The Eckley cemetery, visible from the passenger side window of Zielinski's truck, was so overgrown years ago that he barely saw the tombstones amid the trees and brush. Pruning afforded him a closer look at the graves, which date to the 1850s.

"A lot of babies. A lot of young men," he said.

He drove as close to a water-filled mine pit as he could before leaving the truck and scampering down a rocky bank to the shore.

Look, don't touch

The water was clear but Zielinski cautioned against touching it. Some mine pools are acidic enough to blister skin.

He said the pit is at the end of a geosyncline, a deposit of coal shaped like a canoe that stretched about two-thirds of a mile from bow to stern.

Sometime, probably after World War II, a mining company scooped out the coal, leaving smooth rock that slopes down to the water.

Sheer slopes like that pose a hazard to off-road vehicles, bikers or hikers. Zielinski said Northampton plans to fill the pit.

At his last stop, Zielinski parked up a slope overlooking The Arena.

Working at full speed, Northampton's crews could possibly remove all the silt from the oval-shaped lagoon there in six months.

Given the current economy, Zielinski expects the job will last two to three years. He said the company blends higher-energy fuel like silt with lower-grade materials to help the cogeneration plant's boiler operate efficiently.

Old-time miners separated waste, Zielinski said, almost as if they expected someone like him to arrive in the future with a way to burn it.

When studying sites, where he occasionally finds railroad spikes and hammers left by another generation of miners, Zielinski notices how his predecessors organized waste deposits. Silt, which moved through pipes, remains in the lagoons where it settled.

Generally, silt contains more carbon than the banks of culm.

Culm, which is short for culmination, is the rock that remained after sorting out the coal in a breaker, like the one that used to stand in Highland, but separation never was complete.

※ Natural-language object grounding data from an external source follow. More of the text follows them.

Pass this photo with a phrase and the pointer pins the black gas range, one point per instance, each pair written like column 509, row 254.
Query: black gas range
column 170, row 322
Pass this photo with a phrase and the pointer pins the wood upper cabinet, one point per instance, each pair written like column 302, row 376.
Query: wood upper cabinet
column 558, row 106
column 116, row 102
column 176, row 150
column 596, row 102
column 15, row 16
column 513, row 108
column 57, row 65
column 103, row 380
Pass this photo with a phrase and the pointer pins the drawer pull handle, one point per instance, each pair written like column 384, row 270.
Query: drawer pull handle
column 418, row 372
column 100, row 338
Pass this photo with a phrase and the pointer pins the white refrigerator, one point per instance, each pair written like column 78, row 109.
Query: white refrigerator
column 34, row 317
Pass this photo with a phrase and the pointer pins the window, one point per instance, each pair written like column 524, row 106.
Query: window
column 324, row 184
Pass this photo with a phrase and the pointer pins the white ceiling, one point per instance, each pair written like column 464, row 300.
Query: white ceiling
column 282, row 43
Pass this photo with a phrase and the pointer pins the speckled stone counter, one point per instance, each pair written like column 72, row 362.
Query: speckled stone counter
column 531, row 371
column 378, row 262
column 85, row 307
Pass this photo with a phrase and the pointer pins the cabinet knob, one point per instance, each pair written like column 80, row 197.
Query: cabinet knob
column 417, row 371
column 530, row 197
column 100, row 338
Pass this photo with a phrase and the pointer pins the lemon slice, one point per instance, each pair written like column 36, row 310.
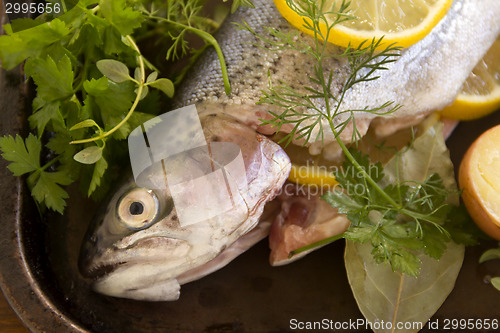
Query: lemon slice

The carbon left within the culm will burn in Northampton's cogeneration plant.

So will the clinkers — bits of black, tan and rust material. They fused like a popcorn ball in a furnace that kept the breaker warm during the winter, but were buried with other coal waste at Highland and Eckley.

Sometimes, excavators uncover pure coal sorted by the breakers but never sold.

Screening the waste coal to separate the large rocks from the finer, richer fuels like silt, is the most cost-effective method of finding fuel, Zielinski said.

Northampton also can sort larger material, at higher cost, by placing it into a liquid at a processing plant in Highland.

In the liquid, coal and bony coal chunks that are part rock and part coal float, while unburnable rock sinks. Northampton pays a tax on each ton of coal sent through the liquid processing plant, just as they company would pay tax on freshly mined coal.

There's no tax, Zielinski said, on the waste coal, such as silt that blew off The Arena to the hillside where he parked his pickup.

Pitch pines poked through the black sand. They grow gnarled from withstanding wind that carves furrows in the dunes and scrapes away bark until downed limbs resemble drift wood.

"It seems like they're hanging onto life," said Zielinski, who considers the pines to be the Anthracite Region's equivalent of the Joshua Tree National Park in the California desert.

He has worked in California and Ohio in gas plants and mined in West Virginia.

Compared to West Virginia where miners removed mountain tops to uncover coal, Zielinski prefers restoring mine land in Northeastern Pennsylvania, where he grew up.

"It's a fun job. I see different issues form year to year," he said.